Quick Summary
Dropsolid is hiring a full-time Infrastructure Engineer to build and run its multi-tenant Digital Experience Platform on Google Cloud. Working fully remotely within the European Economic Area, you will manage infrastructure-as-code using Ansible, maintain and patch the Linux fleet, handle production incidents during office hours, and improve observability. The role requires at least 4 years of experience operating Linux in production (Debian/Ubuntu), strong Ansible skills, and solid networking and security fundamentals.
Dropsolid runs a multi-tenant Digital Experience Platform on Google Cloud — a PaaS that hosts and operates web projects for our clients. The platform team builds and runs the infrastructure that everything else depends on. We're hiring an Infrastructure Engineer to join that team.
What you'll be doing
- Own infrastructure-as-code. Extend and refactor a sizeable Ansible codebase that provisions our fleet end-to-end, from GCP network and instance provisioning down to per-service configuration on each host.
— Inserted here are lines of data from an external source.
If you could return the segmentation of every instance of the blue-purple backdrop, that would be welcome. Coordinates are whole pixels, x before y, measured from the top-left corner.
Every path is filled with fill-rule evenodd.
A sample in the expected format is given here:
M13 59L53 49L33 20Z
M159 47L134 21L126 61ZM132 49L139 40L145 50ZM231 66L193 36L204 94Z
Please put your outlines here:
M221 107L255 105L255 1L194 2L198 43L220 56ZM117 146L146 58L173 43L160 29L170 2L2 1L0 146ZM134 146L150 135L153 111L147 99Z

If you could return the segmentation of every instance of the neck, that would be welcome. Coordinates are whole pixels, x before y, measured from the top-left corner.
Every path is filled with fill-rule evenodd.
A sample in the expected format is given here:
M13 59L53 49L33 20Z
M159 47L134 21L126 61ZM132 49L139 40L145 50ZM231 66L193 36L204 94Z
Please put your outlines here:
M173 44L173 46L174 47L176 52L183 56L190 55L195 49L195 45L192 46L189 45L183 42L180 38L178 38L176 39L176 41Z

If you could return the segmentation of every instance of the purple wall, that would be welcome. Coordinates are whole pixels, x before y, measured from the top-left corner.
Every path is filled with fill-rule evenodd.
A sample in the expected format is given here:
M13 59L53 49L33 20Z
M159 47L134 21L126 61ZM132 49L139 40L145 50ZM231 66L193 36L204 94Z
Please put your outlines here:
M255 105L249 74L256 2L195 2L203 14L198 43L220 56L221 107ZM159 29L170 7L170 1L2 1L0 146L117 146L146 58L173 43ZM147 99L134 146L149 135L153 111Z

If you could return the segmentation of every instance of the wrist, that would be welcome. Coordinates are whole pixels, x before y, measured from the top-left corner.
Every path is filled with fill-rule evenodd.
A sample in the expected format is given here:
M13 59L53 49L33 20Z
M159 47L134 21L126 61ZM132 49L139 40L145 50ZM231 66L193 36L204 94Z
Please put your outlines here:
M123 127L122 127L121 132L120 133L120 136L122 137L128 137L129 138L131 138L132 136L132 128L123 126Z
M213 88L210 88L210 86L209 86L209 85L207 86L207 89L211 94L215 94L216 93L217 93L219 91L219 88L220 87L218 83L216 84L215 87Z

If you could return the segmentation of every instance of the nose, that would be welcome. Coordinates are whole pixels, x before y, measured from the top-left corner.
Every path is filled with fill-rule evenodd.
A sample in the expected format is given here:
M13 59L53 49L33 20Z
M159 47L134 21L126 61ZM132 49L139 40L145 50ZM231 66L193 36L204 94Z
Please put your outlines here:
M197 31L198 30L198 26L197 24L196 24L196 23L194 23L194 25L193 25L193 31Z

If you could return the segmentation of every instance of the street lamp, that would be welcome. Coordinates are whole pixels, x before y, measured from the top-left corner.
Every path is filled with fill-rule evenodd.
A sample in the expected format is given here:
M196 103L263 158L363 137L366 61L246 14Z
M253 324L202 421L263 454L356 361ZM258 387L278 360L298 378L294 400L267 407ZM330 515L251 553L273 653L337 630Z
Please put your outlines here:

- Keep the fleet patched and hardened. OS, packages, and dependencies get patched on a rhythm you help define. You run security audits and apply hardening across the fleet, and you push back when a quick fix is going to bite us in six months.
- Operate production. Investigate incidents, tune the web/database/cache stack for performance, roll out fixes. You're first responder for infra alerts during office hours. Out-of-hours, weekends, and nights are covered by our 24/7 partner — we don't expect you to work odd hours.
- Run incidents properly. Lead the response, write the post-mortem, and follow through on the underlying cause so we don't see the same ticket twice. Keep the runbooks current so the 24/7 partner can act on them without needing to wake you up.
- Ship across layers. Platform features cross infrastructure, application config, and the Ansible playbooks that tie them together. You're comfortable working across those boundaries.
- Improve observability. Build dashboards, queries, and alerts on our Grafana / Loki / Prometheus stack so we hear about problems before our clients do. Track uptime, resource usage, and the recurring noise that usually points to a real underlying problem.
- Make the platform safer and faster. Traffic shielding, WAF rules, capacity tuning, network hardening — you have opinions and the autonomy to act on them.
- Be there for go-lives. Hands-on during client launches, not just on standby.
We're looking for
- 4+ years operating Linux in production (Debian/Ubuntu family). You've debugged a real outage at 2am and you know what to grep for. Comfortable across the web stack layers: reverse proxy, application server, database, cache.
- Strong infrastructure-as-code discipline, Ansible preferred. Not "I've written a playbook" but "I've designed role hierarchies others can build on, and I know when not to reach for automation."
- Networking fundamentals you can reason from first principles: VPCs, subnets, CIDR, DNS, TLS, reverse proxies.
- A working sense of production security — patch latency, attack surface, what a misconfigured WAF rule actually does when traffic hits it.
- An observability mindset. You reach for metrics and logs before SSH.
- Plain language communication. We document what we learn and expect engineers to update docs when the system changes.
Nice to have
- GCP experience or certification (Associate Cloud Engineer / Professional Cloud Architect). Our platform runs on GCP, and fluent operators are force multipliers.
- Working knowledge of PHP/Drupal or Python — our application tier is Drupal/PHP with a Python worker layer, so being able to read and patch either is a real plus.
- Experience operating PHP / Drupal hosting at scale (PHP-FPM tuning, Varnish, MySQL ops).
- Message queue operational experience (RabbitMQ or comparable AMQP broker).
- Secrets management (Hashicorp Vault or equivalent).
- A real opinion about CI/CD pipeline design.
How we work
- Small, senior, autonomous team. We commit often, deploy often, document what we learn, and we expect engineers to investigate root causes rather than work around symptoms. We push back on bad patterns and welcome having ours pushed back on. AI-assisted workflows are a plus, never a substitute for engineering judgment.
- We don't do nightly pager duty. Out-of-hours coverage is handled by a 24/7 partner, so what you take on is what fits inside a normal working week.
Where you can work from
Fully remote within the European Economic Area. We can also hire from countries outside the EEA that have a current Adequacy Decision from the European Commission — if you're unsure whether yours qualifies, ask and we'll check.